[ONOS-7175]: Refractor R Scripts that generate wiki result graphs in TestON.
- Code is "chunked"; blocks of code are sectioned into sub-steps.
- Many comments have been added and updated.
- Many console messages have been added and updated.
Change-Id: I86853b4a3917d807e634311b672ab6d6d57b1194
diff --git a/TestON/JenkinsFile/scripts/SCPFLineGraph.R b/TestON/JenkinsFile/scripts/SCPFLineGraph.R
index 15451a4..f080a4d 100644
--- a/TestON/JenkinsFile/scripts/SCPFLineGraph.R
+++ b/TestON/JenkinsFile/scripts/SCPFLineGraph.R
@@ -22,58 +22,102 @@
# This is the R script that generates the SCPF front page graphs.
+
# **********************************************************
# STEP 1: Data management.
# **********************************************************
+print( "**********************************************************" )
print( "STEP 1: Data management." )
+print( "**********************************************************" )

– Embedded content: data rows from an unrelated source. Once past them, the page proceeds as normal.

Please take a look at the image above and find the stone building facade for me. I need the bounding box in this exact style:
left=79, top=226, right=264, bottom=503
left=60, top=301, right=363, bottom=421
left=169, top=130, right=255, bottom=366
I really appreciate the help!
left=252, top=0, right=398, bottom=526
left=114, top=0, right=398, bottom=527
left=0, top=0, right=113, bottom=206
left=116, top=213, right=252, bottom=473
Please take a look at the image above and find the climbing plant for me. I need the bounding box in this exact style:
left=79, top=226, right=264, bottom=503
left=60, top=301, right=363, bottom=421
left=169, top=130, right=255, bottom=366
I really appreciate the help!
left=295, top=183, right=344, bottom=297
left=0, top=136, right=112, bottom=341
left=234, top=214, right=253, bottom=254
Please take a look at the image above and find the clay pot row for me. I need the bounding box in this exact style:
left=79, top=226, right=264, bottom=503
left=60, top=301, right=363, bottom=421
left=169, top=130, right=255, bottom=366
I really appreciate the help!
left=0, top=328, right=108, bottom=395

-# Import libraries to be used for graphing and organizing data, respectively.
-# Find out more about ggplot2: https://github.com/tidyverse/ggplot2
-# reshape2: https://github.com/hadley/reshape
-# RPostgreSQL: https://code.google.com/archive/p/rpostgresql/
+# ----------------
+# Import Libraries
+# ----------------
+
print( "Importing libraries." )
library( ggplot2 )
library( reshape2 )
library( RPostgreSQL )
+# -------------------
+# Check CLI Arguments
+# -------------------
+
+print( "Verifying CLI args." )
+
# Command line arguments are read. Args include the database credentials, test name, branch name, and the directory to output files.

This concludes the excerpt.